The forced prostitution was ostensibly to minimize rape, but it didn’t. Worse, the “military policy forbidding rape only encouraged soldiers to kill their victims afterwards.”

According to surviving veterans, many of the soldiers felt remarkably little guilt about this. “Perhaps when we were raping her, we looked at her as a woman,” Azuma wrote, “but when we killed her, we just thought of her as something like a pig.”

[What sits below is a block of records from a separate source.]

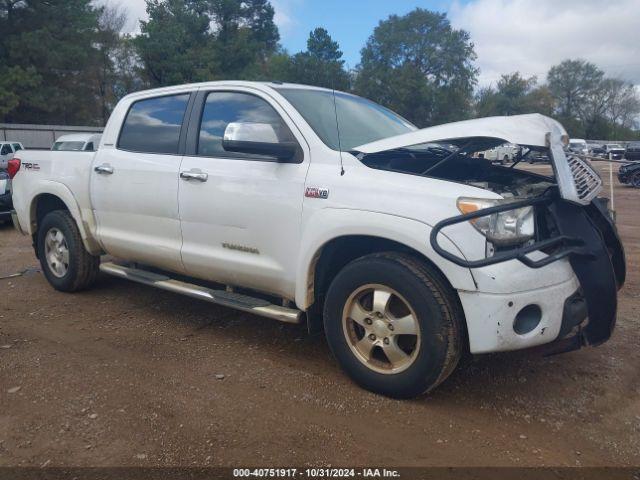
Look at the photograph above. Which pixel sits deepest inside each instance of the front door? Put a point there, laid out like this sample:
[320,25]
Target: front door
[240,214]
[134,184]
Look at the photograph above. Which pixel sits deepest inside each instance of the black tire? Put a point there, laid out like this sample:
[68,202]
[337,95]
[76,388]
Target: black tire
[438,313]
[82,267]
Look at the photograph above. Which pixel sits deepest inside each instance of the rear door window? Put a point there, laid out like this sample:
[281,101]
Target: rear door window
[153,125]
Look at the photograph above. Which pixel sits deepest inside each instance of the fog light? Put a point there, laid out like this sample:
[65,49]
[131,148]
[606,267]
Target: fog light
[527,319]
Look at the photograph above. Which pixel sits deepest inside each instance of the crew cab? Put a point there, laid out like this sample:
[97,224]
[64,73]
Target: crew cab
[7,151]
[303,204]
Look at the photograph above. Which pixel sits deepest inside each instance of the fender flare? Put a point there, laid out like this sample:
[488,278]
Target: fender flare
[63,192]
[330,224]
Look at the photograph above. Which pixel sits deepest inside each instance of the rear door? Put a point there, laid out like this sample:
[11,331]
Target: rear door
[134,184]
[5,154]
[241,219]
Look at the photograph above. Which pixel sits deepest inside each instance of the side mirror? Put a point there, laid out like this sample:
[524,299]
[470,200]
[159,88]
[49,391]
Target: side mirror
[257,139]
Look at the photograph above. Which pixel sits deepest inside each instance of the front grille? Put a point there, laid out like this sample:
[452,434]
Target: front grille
[588,183]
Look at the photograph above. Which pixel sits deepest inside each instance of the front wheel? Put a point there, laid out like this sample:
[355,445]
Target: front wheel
[393,324]
[65,262]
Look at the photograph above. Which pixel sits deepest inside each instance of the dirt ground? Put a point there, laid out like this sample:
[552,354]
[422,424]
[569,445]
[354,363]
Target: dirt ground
[128,375]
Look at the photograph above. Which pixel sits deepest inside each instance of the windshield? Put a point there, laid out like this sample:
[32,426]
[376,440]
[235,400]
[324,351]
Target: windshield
[73,146]
[360,121]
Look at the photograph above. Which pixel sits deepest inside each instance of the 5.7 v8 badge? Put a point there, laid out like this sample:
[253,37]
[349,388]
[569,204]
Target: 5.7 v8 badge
[317,192]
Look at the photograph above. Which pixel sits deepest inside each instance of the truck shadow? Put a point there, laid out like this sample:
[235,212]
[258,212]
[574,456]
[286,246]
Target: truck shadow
[484,379]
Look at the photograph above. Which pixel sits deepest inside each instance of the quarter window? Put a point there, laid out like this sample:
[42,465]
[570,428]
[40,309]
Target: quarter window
[223,108]
[153,125]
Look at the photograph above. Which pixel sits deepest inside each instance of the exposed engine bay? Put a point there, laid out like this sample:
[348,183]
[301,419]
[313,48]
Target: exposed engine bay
[437,161]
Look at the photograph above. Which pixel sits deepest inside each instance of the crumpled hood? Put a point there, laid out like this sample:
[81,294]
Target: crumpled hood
[527,130]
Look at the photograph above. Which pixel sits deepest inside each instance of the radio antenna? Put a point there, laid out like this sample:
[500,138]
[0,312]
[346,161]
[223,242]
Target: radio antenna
[335,110]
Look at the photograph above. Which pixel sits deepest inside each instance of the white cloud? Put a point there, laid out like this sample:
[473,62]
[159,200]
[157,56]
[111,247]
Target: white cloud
[284,16]
[532,35]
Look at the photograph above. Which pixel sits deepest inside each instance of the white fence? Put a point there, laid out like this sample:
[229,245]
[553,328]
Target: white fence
[40,136]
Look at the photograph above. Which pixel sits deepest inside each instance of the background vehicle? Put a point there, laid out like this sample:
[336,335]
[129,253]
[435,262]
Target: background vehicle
[536,156]
[615,150]
[502,153]
[578,146]
[632,152]
[7,151]
[85,142]
[597,151]
[302,203]
[5,197]
[629,174]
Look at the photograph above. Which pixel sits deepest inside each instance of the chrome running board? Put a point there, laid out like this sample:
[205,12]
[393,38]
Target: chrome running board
[225,298]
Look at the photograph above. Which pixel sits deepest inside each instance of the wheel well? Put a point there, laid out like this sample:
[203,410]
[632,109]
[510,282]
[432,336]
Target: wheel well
[337,253]
[43,204]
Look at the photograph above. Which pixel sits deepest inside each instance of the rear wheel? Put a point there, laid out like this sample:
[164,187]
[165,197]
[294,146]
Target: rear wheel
[65,263]
[393,324]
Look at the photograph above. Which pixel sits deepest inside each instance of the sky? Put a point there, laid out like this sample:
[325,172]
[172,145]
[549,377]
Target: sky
[509,35]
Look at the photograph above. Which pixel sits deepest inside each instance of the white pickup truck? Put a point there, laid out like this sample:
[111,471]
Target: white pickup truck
[308,205]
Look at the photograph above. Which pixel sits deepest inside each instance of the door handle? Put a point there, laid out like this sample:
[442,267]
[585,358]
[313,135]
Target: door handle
[201,177]
[105,169]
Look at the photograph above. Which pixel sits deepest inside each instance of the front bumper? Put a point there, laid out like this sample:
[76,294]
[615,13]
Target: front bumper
[588,239]
[491,317]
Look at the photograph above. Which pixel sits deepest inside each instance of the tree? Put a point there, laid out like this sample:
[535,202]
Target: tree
[197,40]
[514,95]
[320,65]
[47,46]
[174,45]
[108,43]
[571,83]
[419,66]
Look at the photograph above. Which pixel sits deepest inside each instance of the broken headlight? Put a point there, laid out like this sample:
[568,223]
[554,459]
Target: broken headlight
[508,228]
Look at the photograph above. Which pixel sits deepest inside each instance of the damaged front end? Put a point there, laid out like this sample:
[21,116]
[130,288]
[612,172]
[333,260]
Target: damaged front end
[538,221]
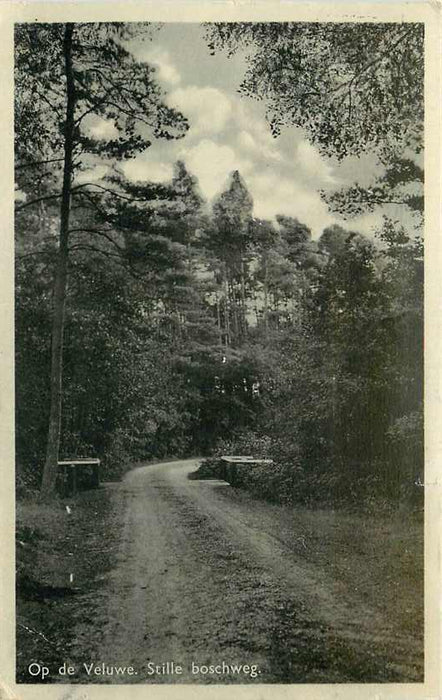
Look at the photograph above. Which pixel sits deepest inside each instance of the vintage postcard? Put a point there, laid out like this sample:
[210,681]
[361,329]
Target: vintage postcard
[220,353]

Killing took training. A Japanese private named Tajima, attested

One day Second Lieutenant Ono said to us, “You have never killed anyone yet, so today we shall have some killing practice. You must not consider the Chinese as a human being, but only as something of rather less value than a dog or cat. Be brave! Now, those who wish to volunteer for killing practice, step forward.” No one moved. The lieutenant lost his temper. “You cowards!” he shouted. “Not one of you is fit to call himself a Japanese soldier. So no one will volunteer? Well then, I’ll order you.” And he began to call out names, “Otani—Furukawa—Ueno—Tajima!” (My God—me too!)

I stopped the notes there for a large part of the book. Some Westerners tried to tell the world what was happening:

Fortunately, the crimes of Nanking were recorded not only on paper but on motion picture film, making them almost impossible to deny. John Magee, who possessed an amateur movie camera, filmed several bedridden victims at the University of Nanking Hospital. They were haunting images—the horribly disfigured, charred men the Japanese had tried to burn alive; the enamel-ware shop clerk whose head received a tremendous blow from a Japanese bayonet (six days after entering the hospital, the pulsation of his brain could still clearly be seen); the gang-rape victim whose head was almost cut off by Japanese soldiers. George Fitch eventually smuggled the film out of China, though at great risk to his life.

And some speculation:

We will probably never know exactly what news Hirohito received about Nanking as the massacre was happening, but the record suggests that he was exceptionally pleased by it.

Lest Americans think their politics are unique…

A debate soon raged between the two camps. There was the liberal “massacre faction,” which consisted of Hora, Honda, and their supporters, and the conservative “illusion faction” led by Suzuki and Tanaka. The liberal camp published its findings in the Asahi Shimbun and other journals, while the conservatives contributed to right-wing publications like Bungei Shunju, Shokun!, and Seiron. The liberals demanded that the Japanese government apologize for its crimes in China, while the conservatives considered such an apology an insult to veterans and a foreign interference in Japanese internal affairs.

I have no allusions about American atrocities – just look to slavery, Native American First People genocides, making the world safe for democracy…except Central and South America… And I am somewhat more than aware of what is happening to Africa, Burma, … Humans don’t stand a chance against the animals who run the world. I do not think I will reread this ever again. It’s too hard.

[From 2011] Disturbing in its revelations and even more with the revisionist pseudo-histories proffered by the Japanese in rebuttal, Ms. Chang documented an atrocity largely ignored by the western world. With the occupation of Korea, Vietnam, the Philippines, Taiwan, Manchuria, Hong Kong, and more, it’s no wonder that tensions between Japanese and other Asian nations exists to this day.